In fact, a recent AFP survey shows 59% of companies have seen no improvement in the availability of short-term credit so far this year. And 35% of companies with non-investment-grade ratings, along with 23% of investment-grade companies, say their access to short-term credit has decreased so far this year.
Still, the ballooning in credit spreads from last year's market turmoil is now shrinking. Standard & Poor's says its composite investment-grade spread stood at 266 basis points on July 30, after getting as wide as 578 basis points last year, and the speculative grade composite spread stood at 885 basis points, after expanding to 1,754 basis points.
As those spreads have narrowed, issuance has revived: S&P puts global corporate bond issuance in the first half of the year at a record $1.79 trillion. But 80% of that was done by investment-grade companies and about 30% involved some sort of government guarantee. Of the $595 billion of corporate bonds issued in the United States, just $53 billion, or 9%, was sold by non-investment grade companies.
“Investment-grade issuers have been able to access the market pretty readily over the last several months,” says Mark Oline, head of the corporate finance group at Fitch Ratings. “If you migrate down the credit curve, the high-yield market is more open than it has been, but it has primarily focused on the stronger, double-B names. But we have seen issuance spread to single-B issuers as well.”
Non-investment-grade companies are also still largely closed out of the loan market, Oline says. “We are seeing some extensions, where companies are able to work with their bank group and in exchange for higher financing, they're able to extend their maturities.” But banks can no longer unload such loans to the purveyors of collateralized loan obligations (CLOs), which used to soak up as much as 70% of the non-investment-grade loans that banks originated, Oline says, “so that has resulted in a dramatic reduction in lending capacity.”
The constrained loan market also reflects tighter bank lending standards. The latest Fed survey of bank loan officers, in April, showed some moderation on that front, though; just 40% of banks had tightened their lending standards for commercial and industrial loans over the previous three months, down from the 65% that said they had done so in the January survey.

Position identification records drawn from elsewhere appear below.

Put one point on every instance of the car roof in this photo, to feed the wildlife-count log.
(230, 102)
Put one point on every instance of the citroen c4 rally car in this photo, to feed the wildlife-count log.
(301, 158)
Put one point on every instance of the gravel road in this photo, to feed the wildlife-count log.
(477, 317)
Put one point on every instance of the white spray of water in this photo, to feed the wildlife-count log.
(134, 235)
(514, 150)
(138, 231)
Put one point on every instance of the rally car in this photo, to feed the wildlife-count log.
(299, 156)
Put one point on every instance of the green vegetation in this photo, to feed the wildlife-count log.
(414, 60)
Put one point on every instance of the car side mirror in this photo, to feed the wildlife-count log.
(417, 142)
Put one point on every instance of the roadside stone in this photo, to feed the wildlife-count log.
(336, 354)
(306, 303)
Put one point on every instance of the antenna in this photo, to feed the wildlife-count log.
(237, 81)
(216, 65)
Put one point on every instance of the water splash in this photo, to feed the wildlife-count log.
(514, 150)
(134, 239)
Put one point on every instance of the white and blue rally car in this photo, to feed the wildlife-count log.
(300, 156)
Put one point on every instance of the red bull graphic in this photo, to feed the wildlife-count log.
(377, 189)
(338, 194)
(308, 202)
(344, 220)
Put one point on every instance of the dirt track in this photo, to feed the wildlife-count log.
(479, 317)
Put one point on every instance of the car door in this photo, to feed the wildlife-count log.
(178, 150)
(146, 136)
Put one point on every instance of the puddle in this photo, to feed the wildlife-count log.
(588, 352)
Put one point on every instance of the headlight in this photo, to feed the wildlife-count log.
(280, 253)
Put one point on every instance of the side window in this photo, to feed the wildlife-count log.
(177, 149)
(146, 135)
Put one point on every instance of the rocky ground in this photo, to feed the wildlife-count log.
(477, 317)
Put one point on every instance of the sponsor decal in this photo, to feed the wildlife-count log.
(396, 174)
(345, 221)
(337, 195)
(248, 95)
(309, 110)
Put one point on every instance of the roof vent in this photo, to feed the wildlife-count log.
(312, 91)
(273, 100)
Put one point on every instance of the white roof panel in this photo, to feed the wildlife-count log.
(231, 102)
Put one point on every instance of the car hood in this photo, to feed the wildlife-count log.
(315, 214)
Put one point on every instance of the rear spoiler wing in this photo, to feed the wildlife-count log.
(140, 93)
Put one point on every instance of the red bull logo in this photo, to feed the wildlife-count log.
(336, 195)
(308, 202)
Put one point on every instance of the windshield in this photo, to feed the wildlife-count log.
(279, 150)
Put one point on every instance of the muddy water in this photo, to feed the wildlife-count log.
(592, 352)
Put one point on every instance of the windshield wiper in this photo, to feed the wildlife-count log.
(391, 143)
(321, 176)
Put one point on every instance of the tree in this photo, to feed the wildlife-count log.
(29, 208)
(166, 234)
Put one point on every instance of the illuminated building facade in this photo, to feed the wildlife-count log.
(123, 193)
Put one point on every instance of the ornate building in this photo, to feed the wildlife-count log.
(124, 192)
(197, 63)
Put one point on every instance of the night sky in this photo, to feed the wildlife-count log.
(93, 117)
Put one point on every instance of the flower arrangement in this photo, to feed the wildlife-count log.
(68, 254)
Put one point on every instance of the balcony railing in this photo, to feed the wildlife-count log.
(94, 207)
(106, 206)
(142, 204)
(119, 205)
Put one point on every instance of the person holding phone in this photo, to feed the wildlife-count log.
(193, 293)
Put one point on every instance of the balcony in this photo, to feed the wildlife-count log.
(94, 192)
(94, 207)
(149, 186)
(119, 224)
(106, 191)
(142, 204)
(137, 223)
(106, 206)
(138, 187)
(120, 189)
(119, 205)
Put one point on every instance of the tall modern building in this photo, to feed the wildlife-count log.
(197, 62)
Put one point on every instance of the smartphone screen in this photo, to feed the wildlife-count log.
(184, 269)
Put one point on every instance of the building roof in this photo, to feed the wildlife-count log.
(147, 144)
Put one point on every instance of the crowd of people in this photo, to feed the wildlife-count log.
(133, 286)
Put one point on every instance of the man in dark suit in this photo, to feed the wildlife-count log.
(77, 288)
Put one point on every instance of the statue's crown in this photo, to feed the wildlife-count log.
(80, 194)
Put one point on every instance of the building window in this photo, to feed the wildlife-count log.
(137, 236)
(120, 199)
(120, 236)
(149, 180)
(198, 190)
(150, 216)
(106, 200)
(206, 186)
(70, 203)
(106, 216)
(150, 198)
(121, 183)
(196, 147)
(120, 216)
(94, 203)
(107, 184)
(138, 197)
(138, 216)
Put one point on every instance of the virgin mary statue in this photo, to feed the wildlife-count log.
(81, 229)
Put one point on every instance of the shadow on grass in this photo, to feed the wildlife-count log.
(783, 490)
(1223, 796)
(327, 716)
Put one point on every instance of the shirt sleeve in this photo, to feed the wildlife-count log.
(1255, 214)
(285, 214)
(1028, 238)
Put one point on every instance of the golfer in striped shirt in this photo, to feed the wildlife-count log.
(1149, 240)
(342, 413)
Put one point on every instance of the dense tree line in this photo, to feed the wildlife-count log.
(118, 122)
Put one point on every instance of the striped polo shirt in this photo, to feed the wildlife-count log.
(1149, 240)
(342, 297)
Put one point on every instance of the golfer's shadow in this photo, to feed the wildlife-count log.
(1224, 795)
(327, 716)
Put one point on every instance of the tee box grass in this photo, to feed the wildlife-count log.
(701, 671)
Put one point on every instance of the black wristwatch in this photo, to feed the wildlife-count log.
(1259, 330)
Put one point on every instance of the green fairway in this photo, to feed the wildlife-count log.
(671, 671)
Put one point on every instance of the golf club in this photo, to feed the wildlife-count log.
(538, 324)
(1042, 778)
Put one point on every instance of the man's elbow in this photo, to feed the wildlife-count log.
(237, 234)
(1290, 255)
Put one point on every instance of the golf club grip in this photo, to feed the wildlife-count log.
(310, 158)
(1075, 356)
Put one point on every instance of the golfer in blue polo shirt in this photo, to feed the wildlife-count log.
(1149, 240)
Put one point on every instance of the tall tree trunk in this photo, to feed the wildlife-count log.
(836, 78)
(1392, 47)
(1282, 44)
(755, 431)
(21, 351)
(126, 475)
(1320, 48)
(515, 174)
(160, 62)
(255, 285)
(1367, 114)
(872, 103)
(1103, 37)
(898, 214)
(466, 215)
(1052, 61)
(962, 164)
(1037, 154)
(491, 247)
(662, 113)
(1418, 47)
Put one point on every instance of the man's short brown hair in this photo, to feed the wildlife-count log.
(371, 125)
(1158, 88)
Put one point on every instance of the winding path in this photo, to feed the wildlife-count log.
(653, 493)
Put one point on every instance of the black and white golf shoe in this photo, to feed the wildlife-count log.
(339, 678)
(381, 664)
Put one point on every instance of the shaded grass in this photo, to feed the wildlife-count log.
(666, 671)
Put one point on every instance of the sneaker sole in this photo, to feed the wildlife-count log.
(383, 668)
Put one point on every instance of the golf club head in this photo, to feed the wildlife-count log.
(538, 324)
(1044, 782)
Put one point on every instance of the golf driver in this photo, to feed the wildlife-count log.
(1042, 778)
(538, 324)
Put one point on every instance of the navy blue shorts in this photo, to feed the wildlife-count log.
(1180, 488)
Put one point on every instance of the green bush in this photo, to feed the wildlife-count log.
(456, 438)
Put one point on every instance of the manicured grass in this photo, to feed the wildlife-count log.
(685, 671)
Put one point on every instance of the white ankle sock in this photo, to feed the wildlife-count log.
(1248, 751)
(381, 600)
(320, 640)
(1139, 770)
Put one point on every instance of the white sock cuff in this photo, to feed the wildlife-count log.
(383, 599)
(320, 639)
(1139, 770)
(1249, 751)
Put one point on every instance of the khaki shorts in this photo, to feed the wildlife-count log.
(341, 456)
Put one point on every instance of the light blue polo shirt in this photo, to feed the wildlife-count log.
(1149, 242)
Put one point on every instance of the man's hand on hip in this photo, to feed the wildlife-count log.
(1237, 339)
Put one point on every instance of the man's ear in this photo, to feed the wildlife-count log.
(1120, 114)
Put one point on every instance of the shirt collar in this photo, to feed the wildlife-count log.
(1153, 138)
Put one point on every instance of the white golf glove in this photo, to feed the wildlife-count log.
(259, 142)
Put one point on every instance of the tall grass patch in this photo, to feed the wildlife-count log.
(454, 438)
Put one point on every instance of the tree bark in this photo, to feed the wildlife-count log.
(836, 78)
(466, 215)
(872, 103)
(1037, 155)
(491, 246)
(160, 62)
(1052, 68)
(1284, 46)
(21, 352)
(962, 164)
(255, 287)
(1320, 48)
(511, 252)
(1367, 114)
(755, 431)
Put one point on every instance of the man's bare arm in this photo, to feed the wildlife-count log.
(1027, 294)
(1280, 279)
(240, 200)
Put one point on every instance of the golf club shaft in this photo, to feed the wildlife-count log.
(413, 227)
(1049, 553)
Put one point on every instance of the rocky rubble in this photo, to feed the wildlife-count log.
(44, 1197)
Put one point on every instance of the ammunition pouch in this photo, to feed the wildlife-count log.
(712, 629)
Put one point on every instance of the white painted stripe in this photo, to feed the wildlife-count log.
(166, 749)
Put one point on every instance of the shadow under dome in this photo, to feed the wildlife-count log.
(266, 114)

Even as corporate bond spreads tighten and banks become less stringent, Main Street's perception of the availability of credit will lag, says Cary Leahey, a senior managing director at Decision Economics. “Main Street is dominated by smaller businesses and they have virtually no ties to the capital markets, where we've seen the bulk of the improvement. The small guys are just getting killed.”
At the short end, the commercial paper market, also the province of larger companies, continues to contract, with the amount outstanding totaling just $1.066 trillion as of July 29. That's less than half the $2.2 trillion outstanding in August 2007, on the eve of the credit crisis. Kalish notes that commercial paper has suffered a “double whammy,” as the recession dampens corporations' need to borrow and the financial crisis leaves investors wary of buying any but the safest of securities.
Leahey notes, though, that while the amount of paper outstanding continues to decline, the share of that paper issued with government backing is also shrinking. As of July 23, the Federal Reserve's Commercial Paper Funding Facility had outstanding issuance of just $110.5 billion, down from $349.9 billion at the program's peak in January.